As velhas verdades sempre engolem e suplantam as fake news, mesmo que o inverso pareça ser o que prevalece.


VELHAS VERDADES COSTURADAS À MÃO.

Pra começar, a Patrícia me entrega o envelope pardo com meu nome e enche meu dia de ansiedade. Mas o que chama a atenção é um daqueles carimbos japoneses, uma hanko, na extremidade inferior do envelope… fico a indagar se não é adequado calçar um par de luvas de branco algodão. Pois senti segurar algo sensível, assim tão delicado quanto uma granada, cujo conteúdo pode explodir a um suave movimento. Por fim, respiro e abro o envelope depois de esfregar as mãos pelas calças; esse gesto esterilizante.

Foto de instalação no Museu do Amanhã, Rio de Janeiro, mai24.
Foto de instalação no Museu do Amanhã, Rio de Janeiro, mai/24.

Então o conteúdo é um gracioso livro, com as páginas unidas à mão por um barbante vermelho. O nome do autor consta de um modo inusitado, ao menos para as minhas expectativas. Pois também está explicitado num hanko, um carimbo circular e vermelho (cor de perigo que o cordão já prenunciava). Essa forma de registrar a autoria diz tanto … e muito.

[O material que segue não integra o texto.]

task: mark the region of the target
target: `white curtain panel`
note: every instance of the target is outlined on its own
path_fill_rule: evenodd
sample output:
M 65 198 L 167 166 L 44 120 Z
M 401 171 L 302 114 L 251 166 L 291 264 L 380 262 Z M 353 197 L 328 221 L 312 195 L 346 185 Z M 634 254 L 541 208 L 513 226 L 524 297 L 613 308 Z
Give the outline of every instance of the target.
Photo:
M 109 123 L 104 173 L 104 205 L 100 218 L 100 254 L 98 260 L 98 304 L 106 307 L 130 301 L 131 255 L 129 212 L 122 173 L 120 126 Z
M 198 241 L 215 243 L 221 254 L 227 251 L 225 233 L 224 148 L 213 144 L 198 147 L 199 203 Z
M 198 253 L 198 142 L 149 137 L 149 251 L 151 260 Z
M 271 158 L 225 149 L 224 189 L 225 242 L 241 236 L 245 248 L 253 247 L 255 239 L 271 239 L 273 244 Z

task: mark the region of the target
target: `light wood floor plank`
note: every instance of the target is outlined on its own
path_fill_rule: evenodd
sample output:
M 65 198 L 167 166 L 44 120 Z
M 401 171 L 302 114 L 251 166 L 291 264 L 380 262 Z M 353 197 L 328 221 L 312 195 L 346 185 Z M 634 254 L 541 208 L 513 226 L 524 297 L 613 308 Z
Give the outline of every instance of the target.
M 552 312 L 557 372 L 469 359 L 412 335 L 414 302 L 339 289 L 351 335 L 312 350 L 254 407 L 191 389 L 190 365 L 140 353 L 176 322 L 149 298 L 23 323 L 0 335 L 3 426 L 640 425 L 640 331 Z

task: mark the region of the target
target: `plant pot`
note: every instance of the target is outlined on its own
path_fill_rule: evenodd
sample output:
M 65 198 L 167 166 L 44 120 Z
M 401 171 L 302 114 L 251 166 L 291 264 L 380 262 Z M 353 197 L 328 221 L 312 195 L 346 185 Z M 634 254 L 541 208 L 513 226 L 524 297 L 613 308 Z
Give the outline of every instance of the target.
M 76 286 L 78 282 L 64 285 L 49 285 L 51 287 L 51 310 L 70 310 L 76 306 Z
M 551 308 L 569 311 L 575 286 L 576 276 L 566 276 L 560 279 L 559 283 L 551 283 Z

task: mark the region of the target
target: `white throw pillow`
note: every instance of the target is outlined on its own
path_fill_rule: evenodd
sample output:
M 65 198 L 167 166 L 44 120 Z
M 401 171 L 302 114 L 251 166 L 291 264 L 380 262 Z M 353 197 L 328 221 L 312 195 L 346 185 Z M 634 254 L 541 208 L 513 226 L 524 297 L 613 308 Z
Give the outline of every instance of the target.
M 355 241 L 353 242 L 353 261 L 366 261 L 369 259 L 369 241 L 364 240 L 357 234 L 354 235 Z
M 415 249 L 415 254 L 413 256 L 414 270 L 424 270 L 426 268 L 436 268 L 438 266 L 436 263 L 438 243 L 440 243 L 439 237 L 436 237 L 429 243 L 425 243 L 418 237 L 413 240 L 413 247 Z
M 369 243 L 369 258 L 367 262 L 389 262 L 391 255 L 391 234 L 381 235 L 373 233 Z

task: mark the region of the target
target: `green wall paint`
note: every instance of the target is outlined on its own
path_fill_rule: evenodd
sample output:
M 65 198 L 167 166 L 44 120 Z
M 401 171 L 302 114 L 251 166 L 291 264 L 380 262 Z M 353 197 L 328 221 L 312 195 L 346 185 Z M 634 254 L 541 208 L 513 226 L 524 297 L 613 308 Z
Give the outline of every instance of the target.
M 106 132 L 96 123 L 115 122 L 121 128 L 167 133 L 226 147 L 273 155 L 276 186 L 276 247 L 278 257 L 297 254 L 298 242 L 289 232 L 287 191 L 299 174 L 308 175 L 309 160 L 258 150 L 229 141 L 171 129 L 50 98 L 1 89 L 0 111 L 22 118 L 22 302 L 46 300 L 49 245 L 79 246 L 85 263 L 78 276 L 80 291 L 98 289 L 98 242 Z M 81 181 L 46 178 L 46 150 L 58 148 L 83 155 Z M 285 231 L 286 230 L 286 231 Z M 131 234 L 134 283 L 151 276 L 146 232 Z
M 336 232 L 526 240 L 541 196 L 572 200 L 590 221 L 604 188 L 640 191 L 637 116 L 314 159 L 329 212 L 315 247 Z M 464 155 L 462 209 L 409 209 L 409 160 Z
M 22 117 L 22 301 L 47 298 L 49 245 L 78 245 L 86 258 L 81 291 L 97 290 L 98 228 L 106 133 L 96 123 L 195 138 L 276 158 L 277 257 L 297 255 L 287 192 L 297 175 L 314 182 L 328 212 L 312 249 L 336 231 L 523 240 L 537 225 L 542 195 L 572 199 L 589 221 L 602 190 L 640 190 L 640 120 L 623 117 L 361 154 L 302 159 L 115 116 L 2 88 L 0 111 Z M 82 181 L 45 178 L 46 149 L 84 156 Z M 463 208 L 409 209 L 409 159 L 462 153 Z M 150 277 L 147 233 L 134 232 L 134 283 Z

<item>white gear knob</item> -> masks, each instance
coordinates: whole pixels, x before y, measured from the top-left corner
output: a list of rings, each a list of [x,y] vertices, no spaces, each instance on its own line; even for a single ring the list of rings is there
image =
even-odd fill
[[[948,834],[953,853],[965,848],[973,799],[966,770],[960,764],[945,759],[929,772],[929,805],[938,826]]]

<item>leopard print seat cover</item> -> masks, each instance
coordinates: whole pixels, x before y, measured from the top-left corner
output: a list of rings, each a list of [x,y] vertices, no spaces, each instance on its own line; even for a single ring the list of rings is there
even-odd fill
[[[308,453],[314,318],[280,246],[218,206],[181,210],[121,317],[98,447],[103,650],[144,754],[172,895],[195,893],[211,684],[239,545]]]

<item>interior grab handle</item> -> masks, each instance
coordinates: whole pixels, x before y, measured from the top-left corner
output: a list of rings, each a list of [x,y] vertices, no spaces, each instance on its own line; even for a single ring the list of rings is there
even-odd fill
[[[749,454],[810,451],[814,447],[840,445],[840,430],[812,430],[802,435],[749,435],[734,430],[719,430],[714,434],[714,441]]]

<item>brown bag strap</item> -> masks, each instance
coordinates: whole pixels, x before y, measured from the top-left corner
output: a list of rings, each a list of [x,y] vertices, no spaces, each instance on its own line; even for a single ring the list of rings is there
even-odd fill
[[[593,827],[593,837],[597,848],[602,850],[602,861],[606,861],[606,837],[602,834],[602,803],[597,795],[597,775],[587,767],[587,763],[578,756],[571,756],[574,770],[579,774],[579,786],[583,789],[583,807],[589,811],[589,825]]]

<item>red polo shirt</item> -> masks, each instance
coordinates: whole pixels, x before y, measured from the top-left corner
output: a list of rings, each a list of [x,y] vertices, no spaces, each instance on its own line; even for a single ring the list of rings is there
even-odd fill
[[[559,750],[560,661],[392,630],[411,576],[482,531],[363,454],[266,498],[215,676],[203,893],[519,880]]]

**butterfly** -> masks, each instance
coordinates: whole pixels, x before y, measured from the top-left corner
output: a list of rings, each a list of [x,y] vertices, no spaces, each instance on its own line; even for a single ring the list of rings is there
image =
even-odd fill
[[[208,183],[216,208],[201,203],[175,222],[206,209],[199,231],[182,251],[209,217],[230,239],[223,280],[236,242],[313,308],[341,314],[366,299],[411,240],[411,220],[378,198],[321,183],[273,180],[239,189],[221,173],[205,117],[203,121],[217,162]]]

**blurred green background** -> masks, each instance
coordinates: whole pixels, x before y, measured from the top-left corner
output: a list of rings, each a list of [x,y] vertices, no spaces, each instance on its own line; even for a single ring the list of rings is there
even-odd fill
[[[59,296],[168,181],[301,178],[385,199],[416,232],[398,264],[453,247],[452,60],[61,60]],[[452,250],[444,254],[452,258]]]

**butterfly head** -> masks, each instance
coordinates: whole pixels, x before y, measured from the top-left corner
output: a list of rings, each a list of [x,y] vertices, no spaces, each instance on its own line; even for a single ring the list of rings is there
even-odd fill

Logo acima o título: velhas verdades (em caixa baixa, em minúsculas). O elo foi imediato e inevitável. Velhas verdades contrapondo-se ao termo fake news. É impossível não registrar esta conexão.

Mas olhe, tem dois textos que eu sempre invejei; gostaria de ter sido eu a escrevê-los. O primeiro é do Mário Palmério, quando descreve o bote que a sucuri dá no focinho do boi, no romance Vila dos Confins. O segundo, a historinha do Miguilin, que nos causos do Guimarães Rosa, descobre o mundo usando os óculos da visita. Hoje descubro um título que gostaria que fosse meu: velhas verdades. Porém é uma coisa boa, mais do que inveja mesmo, um reconhecimento de brilhantismo desses mestres.

Tenho sentido tanto a falta de fazer frente à essa moda de mentiras travestidas de um nome mais pomposo e, o que é muito significativo, em inglês: as tais fake news. Cara, é só mentira, pura meledicência. É só e tão somente o 8º mandamento do decálogo: não levantar falso testemunho. Como se mudando o nome, deixasse de ser hediondo.

Então me vem o genial Tony Hara, de forma singela, sem nem mesmo mencionar estas mentiras entranhadas na sociedade e firma o imperativo de serem as velhas verdades o que tem valor.

Na minha interpretação míope, trata-se de uma singeleza tamanha destronar todo um discurso globalizado, um dogma da vida atual, com a demonstração de que a verdade prevalece. As velhas verdades. Sou levado a pensar em mansidão; em pacifismo; sentir um sabor de gentilezas.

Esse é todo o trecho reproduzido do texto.